Judul : East of Eden (Sebelah Timur Eden, buku 1 dan 2)
Penulis : John Steinbeck
Penerjemah: Lulu Wijaya
Penerbit : PT Gramedia Pustaka Utama (cetakan I, 2018)
Halaman : 528 + 632
Readtimes.id– Urusan mengulik karakter tokoh (manusia) memang John Steinbeck jagoannya. Manusia dalam cerita-cerita Steinbeck seringkali tak terduga, penuh enigma, tidak pernah hitam putih. Nuansa ceritanya, setidaknya bagi saya, adalah semacam perpaduan kisah spiritual, gelap, dan penuh keliaran. Ia senantiasa mengajak kita menyelami kerumitan sifat manusia sekaligus bersimpati kepadanya. Kerumitan demikian kembali muncul dalam novelnya, “East of Eden”.
Bukan bermaksud sentimentil, namun harus saya akui: seusai membaca “East of Eden” ini, saya merasa suwung, suwung dalam pengertian spiritual, perasaan kosong yang penuh makna.

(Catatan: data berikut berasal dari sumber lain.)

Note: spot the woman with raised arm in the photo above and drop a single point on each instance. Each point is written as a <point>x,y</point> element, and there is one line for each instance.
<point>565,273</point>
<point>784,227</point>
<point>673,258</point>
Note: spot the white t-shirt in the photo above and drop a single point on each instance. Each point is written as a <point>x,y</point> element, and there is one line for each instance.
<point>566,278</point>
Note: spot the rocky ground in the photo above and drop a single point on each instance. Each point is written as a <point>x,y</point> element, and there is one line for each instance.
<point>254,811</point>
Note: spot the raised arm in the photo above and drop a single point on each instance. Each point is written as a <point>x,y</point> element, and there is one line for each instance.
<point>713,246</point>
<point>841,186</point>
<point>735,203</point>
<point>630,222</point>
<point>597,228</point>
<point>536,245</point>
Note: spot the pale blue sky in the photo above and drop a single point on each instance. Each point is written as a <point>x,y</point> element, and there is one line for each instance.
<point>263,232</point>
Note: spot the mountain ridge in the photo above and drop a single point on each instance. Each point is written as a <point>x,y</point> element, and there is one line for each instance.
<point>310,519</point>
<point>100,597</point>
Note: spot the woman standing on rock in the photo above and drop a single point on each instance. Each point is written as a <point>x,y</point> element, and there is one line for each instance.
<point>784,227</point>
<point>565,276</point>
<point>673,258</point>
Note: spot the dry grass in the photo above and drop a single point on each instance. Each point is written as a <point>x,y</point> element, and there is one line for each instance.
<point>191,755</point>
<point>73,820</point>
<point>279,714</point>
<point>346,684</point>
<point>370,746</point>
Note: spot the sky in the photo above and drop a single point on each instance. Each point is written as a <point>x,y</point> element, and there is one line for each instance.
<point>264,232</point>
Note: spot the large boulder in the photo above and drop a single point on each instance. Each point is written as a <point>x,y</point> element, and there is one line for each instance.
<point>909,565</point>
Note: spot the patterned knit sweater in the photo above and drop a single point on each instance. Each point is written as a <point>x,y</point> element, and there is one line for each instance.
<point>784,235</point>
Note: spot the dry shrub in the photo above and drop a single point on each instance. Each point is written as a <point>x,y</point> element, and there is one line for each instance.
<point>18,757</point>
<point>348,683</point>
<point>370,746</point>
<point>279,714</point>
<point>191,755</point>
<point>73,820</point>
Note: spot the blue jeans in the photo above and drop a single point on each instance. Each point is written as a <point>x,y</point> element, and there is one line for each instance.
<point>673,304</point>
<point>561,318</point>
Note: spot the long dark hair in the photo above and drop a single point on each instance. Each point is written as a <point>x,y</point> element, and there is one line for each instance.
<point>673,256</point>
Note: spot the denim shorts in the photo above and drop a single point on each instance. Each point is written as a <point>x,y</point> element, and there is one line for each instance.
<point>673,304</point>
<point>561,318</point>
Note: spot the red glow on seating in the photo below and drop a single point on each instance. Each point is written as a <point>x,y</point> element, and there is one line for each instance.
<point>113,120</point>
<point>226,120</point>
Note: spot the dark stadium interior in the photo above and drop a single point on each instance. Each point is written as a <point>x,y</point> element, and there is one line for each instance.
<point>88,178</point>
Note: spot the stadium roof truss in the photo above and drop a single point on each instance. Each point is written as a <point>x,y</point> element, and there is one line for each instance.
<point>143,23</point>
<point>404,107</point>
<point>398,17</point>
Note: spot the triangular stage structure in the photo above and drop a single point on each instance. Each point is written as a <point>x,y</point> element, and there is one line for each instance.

Betapa kompleks karakter manusia yang dihadirkan Steinbeck dalam roman ini. Manusia yang penuh teka-teki, manusia yang menyimpan “kolam rahasia, tempat hal-hal yang jahat dan buruk berkembang biak dan tumbuh menjadi kuat.” Hmm.
Novel super tebal ini (jika digabungkan kedu bukunya menjadi lebih 1000 halaman) mengambil latar waktu antara medio abad ke 19 sampai menjelang akhir Perang Dunia I. Ini kisah yang melibatkan dua keluarga: keluarga Hamilton yang dikisahkan berasal dari Irlandia Utara, dan keluarga Trask, dan lintas generasi. Kedua keluarga ini lantas bertemu sejak kepindahan mereka ke Salinas Valley, Amerika Serikat.
Salinas ini sejatinya tempat kelahiran John Steinbeck sendiri, yang sebelum dihuni oleh orang Amerika, pertama di ditinggali oleh suku Indian. Mungkin sebab itulah beberapa novelnya kerap kali berkisah tentang migrasi sekelompok manusia ke tanah baru, lalu berkembang, Dan bersamaan dengan itu muncullah konflik yang menelanjangi karakter sejati manusia saat menghadapi masalah tersebut.
Steinbeck mampu menarik simpati saya kepada semua tokohnya. Bukan hanya kepada mereka yang barangkali tidak banyak berbuat kesalahan atau dosa, bahkan kepada tokoh-tokoh yang bergelimang dengan pengalaman kelam, penuh darah pada telapak tangannya–germo, pelacur, ayah yang begitu jahat, dll.
Steinbeck dalam East of Eden mengajak kita mengulik watak manusia ketika berhadapan dengan masalah. Ada tokoh yang begitu sempurna pada satu konteks, namun di konteks lain tokoh tersebut bisa jadi adalah monster. Ada tokoh yang mampu menceritakan kebenaran seakan-akan itu adalah kebohongan–begitu pula sebaliknya. Ada tokoh pecinta keluarga namun mengelola rumah pelacuran dengan profesional. Dan sebagainya dan seterusnya.
Maka ikutilah perjalanan hidup keluarga Hamilton dan Trask. Pelajarilah kisah si Adam dan saudaranya Charles yang begitu penuh kontradiksi. Dengarlah si tua Samuel yang bijak dan humoris. Atau serapi filosofi kerja pelayan ala si Lee. Atau juga selami batin gelap dan misterius si Cathy (tokoh inilah yang cukup menarik perhatian saya hingga akhir buku 1). Semua itu berjalin kelindan dan saling bertemu pada beberapa titik.
Kisah-kisah mereka diceritakan dengan gelap, suram, namun selalu ada selipan yang membuat kita tertawa dan tersenyum.
Yang menarik dari novel ini sebetulnya datang dari luar cerita bukunya. Syahdan, East of Eden ini ini ditulis menggunakan 300 batang pensil. Katanya, Steinbeck menghabiskan 60 batang pensil perhari. Nampaknya, Steinbeck dia berupaya membuat cerita yang akan dikenang sepanjang masa. Dan saya rasa, East of Eden ini telah berhasil menunaikan ambisi penulisnya. Pantas saja seorang Pramoedya Ananta Toer, sastrawan Indonesia yang telah meninggal dunia itu, begitu kagum padanya.